Hands-On Learning Theory

Semester: 2025 Semester 2, also offered on 2025 Semester 1, 2024 Semester 2 and 2024 Semester 1
Time and place: The University of Melbourne, Monday 2.30-5pm, Melbourne Connect 5210
(except Monday October 13 10.30am-1pm, Melbourne Connect 3101)
Organizer: Jean Honorio

Imagine you run your favorite machine learning algorithm and obtain impressive results. Some weeks later, you collect more data and your algorithm does not perform very well. What happened? Is your algorithm wrong? Do you need to collect more data for learning? Should you use another algorithm?

In these meetings, we will analyze when an algorithm works or not, with respect to several aspects, such as how much training data is needed, how much computation, etc.

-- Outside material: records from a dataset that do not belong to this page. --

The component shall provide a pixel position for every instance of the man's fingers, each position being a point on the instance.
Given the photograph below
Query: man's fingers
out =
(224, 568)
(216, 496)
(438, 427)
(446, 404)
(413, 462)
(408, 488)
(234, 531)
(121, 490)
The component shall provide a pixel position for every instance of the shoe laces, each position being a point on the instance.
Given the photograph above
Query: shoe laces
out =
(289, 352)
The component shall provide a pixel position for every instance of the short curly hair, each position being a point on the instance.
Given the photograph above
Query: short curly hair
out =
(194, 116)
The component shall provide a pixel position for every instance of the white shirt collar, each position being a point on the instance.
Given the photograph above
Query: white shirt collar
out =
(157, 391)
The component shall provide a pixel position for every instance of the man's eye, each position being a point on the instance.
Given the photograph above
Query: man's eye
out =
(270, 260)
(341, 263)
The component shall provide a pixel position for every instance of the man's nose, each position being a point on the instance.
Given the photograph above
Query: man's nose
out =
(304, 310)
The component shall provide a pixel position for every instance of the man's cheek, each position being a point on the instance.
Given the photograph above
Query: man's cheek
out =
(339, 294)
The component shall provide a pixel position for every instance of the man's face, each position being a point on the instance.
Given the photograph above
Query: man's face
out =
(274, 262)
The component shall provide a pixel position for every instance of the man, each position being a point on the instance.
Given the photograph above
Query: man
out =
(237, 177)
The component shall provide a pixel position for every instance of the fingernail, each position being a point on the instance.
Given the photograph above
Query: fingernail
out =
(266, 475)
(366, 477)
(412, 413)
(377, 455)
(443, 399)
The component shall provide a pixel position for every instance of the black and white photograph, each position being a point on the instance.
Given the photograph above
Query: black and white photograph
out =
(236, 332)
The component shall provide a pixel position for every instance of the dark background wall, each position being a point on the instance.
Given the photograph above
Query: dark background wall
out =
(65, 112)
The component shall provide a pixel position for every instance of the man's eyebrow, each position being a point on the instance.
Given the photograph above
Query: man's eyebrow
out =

We will learn the main tools for proving theorems and proposing new algorithms, proving their convergence, necessary/sufficient number of samples, etc.

Technically speaking, these meetings will mainly focus on non-asymptotic analysis of the convergence and statistical efficiency of algorithms. We will introduce several concepts and proof techniques from statistical learning theory, information theory and optimization. The meetings will include topics such as concentration bounds, empirical risk minimization, PAC-Bayes, Rademacher/Gaussian complexity, Karush-Kuhn-Tucker conditions, primal-dual witness, convergence rates, restricted strong convexity, Fano's inequality, etc.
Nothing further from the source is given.